Following its establishment, discussion continued on the question of what constituted national identity and ideology. Following Kramol, others argued the case for social justice, income distribution, economic reform and the need to address the shortfalls of the free market.

February 24, 2008

Thailand: The Democrats Did Not Win a Majority in the Party Lists, or Even a Plurality - Or did they?

In early February I was in discussion with Thailand based Michael Nelson, a research fellow at Chulalongkorn University and long time scholarly observer of Thai politics. We were both of the opinion that the PPP had won a slim majority in the party list, despite Jim Klein’s Asia Sentinel article which claimed otherwise (see, "Thaksin Was Rejected by the Thai Majority“Asia Sentinel January 2nd 2008).

The figures Klein cites appeared on The Nation newspaper website and on MCOT's own tally board, and can still be found on line - they show the Democrats with a total of 14,084,265 and the PPP with 14,071,799. Quite reasonably, these are taken as authoritative, since they appeared on MCOT. However, towards the end of the election evening, for a brief period, this total was corrected on The Nation website, showing a PPP party list majority. Then things disappeared!

A little investigation throws light on the figures. The claim that both the Democrats and the PPP gained over 14 million votes seems very problematic.
Consider that only 32,759,009 voted in the December poll (74.45 % of eligible voters). Now consider this: there were 5.57% spoiled ballots and 2.85% "no-votes" , totalling approximately 2.6 million (see ข่าวสำนักงานคณะกรรมการการเลือกตั้งประเด็นแถลงข่าววันที่ 25 ธันวาคม 2550 เวลา 13.30 น.).

Now if you add the 4-5 million votes for other parties (in party list vote) to the assumed 28 million votes for PPP and DEM, and add the total of spoiled ballots and "no votes", the final figure is around 36-37 million: approximately 4-5 million more than the official number of votes cast. Somewhere, somehow, for a few moments, the Democrats and the PPP were each given an extra two million votes, or so it would seem.

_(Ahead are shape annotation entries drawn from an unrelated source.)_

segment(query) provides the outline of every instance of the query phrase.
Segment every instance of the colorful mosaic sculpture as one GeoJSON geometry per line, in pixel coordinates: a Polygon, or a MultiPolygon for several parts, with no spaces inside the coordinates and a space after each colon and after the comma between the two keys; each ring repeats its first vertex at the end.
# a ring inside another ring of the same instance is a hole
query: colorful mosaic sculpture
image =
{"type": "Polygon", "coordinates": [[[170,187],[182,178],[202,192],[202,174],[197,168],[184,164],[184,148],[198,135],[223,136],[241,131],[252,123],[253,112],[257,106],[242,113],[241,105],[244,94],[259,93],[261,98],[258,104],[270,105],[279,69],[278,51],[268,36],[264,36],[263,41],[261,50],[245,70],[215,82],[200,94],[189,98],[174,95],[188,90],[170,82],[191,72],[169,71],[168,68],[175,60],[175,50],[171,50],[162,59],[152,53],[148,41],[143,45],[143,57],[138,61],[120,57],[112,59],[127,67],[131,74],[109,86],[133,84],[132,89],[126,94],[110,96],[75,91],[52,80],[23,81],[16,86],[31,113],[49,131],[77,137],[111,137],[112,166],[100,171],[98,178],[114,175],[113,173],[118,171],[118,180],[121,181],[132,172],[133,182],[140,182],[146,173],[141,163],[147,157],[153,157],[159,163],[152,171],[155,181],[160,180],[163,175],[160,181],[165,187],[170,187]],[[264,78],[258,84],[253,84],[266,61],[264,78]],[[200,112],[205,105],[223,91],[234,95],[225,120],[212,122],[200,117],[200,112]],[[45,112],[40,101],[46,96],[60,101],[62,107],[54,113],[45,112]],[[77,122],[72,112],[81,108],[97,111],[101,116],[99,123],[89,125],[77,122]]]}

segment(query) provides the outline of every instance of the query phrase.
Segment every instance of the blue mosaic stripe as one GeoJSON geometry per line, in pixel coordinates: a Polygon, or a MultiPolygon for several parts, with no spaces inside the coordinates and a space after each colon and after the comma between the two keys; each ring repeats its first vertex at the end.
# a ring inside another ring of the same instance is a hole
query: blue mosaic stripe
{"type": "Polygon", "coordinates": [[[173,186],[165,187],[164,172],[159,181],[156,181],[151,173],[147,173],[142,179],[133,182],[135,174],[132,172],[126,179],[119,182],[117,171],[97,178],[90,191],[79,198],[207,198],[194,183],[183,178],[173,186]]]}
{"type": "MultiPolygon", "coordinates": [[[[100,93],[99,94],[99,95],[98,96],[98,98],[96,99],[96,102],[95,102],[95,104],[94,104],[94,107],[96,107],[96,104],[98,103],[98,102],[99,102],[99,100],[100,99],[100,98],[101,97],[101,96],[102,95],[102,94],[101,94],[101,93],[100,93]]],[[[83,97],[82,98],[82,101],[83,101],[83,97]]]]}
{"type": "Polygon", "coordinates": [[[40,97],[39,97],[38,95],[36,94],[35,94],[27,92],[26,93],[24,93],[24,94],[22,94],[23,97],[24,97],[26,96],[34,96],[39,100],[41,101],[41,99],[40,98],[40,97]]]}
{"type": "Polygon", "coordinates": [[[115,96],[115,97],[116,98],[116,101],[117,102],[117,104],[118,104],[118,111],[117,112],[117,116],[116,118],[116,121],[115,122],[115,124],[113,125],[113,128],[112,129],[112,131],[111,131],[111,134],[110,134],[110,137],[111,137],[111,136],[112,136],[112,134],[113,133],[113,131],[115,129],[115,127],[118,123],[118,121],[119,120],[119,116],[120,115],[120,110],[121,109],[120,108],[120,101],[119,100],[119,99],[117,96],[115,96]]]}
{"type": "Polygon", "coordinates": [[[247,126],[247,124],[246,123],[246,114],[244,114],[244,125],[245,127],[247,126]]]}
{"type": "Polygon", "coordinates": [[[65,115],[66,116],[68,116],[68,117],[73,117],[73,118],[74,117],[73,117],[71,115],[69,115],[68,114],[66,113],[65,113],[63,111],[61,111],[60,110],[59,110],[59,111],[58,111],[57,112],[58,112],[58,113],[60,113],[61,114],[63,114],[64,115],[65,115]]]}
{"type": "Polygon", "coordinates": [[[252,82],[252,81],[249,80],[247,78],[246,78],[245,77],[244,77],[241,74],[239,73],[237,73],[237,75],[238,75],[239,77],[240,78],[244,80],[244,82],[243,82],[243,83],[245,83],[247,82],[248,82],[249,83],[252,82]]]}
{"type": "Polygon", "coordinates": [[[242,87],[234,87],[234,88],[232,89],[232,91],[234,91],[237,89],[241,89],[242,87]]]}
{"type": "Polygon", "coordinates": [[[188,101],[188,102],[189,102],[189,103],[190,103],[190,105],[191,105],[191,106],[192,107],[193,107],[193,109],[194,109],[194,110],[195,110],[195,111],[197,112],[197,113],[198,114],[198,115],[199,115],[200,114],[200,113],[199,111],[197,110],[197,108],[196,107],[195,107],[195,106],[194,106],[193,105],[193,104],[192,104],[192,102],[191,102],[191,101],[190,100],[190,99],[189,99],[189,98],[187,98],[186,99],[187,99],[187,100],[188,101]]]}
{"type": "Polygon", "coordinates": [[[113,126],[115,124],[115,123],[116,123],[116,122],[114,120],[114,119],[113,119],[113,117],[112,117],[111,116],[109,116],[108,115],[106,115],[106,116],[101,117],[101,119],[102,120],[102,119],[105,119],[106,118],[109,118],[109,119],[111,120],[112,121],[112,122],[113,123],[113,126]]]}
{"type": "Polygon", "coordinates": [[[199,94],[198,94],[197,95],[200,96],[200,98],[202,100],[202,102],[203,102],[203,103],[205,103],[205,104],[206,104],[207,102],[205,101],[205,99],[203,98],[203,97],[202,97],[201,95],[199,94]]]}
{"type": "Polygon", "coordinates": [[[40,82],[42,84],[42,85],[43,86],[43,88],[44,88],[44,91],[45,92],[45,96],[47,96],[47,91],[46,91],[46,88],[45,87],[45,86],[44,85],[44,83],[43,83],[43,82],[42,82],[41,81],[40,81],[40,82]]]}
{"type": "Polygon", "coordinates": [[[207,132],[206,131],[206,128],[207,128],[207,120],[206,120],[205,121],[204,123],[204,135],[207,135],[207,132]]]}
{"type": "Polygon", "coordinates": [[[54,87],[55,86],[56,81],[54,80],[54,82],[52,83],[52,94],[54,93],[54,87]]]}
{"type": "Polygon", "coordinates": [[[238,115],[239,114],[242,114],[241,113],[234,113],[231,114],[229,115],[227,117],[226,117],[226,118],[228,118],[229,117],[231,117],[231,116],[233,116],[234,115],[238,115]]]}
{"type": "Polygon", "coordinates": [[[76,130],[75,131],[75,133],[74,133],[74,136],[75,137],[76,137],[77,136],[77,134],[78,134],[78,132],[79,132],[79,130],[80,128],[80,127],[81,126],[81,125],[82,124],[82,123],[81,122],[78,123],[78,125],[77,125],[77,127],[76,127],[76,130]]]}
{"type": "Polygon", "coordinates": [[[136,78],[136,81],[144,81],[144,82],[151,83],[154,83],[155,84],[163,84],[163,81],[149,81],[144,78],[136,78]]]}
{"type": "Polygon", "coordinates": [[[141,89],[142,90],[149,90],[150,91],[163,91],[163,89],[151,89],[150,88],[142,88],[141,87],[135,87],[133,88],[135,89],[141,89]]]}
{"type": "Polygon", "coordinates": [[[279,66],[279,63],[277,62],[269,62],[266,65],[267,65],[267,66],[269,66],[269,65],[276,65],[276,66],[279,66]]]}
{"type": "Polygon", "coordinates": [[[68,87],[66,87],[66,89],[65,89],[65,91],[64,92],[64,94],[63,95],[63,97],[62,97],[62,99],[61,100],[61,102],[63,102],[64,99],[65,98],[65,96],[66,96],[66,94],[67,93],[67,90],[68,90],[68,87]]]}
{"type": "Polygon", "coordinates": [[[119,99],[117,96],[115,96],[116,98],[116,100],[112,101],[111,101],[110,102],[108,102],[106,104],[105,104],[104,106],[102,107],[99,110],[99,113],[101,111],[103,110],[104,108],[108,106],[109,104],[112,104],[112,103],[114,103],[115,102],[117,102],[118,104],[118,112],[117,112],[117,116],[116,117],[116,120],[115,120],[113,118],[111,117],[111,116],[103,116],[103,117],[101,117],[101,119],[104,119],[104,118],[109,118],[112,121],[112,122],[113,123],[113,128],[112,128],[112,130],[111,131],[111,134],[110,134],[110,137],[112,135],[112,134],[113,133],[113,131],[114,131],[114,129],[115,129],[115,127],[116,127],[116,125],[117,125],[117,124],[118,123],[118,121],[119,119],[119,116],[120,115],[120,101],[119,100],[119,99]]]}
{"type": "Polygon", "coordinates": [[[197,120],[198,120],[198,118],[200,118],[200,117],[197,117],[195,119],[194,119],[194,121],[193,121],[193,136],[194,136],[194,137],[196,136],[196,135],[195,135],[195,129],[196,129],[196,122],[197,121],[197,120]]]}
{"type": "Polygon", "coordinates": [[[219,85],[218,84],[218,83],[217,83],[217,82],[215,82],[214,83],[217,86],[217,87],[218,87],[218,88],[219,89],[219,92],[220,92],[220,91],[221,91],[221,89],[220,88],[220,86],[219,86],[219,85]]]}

One possible answer lies in the ECT's own figures of the party list released on December 25, which show the following results (totals calculated by me, as the ECT seems to find it hard to totalise).


Party List Votes by Zone
Zone 1
PPP 1,895,372
DEM 1,358,755

Zone 2
PPP 1,717,141
DEM 1,251,995

Zone 3
PPP 2,398,849
DEM 525,934

Zone 4
PPP 2,039,964
DEM 681,617

Zone 5
PPP 1,286,161
DEM 1,497,587

Zone 6
PPP 1,540,307
DEM 1,880,957

Zone 7
PPP 1,133,603
DEM 1,855,827

Zone 8
PPP 319,984
DEM 3,086,288

Totals
PPP 12331381

DEM 12138960

Calculated from สรุปจำนวน ส.ส. สัดส่วน แยกตามพรรค which appeared briefly on ECT website, downloaded 25 December.

With the PPP slightly ahead of the Democrats on this count, and with both parties gaining just over 12 million votes, these figures tally with the total number of votes cast.

Now given the existence of two competing lists, one must be wrong, and it would appear to be the one giving the Democrats a plurality (given the number of eligible votes cast), unless there is yet a third list of results out there. Or maybe I am just not good at maths (as we insist on saying down here).

UPDATE April 7, 2008. The figures cited aboved have returned tothe ECT website.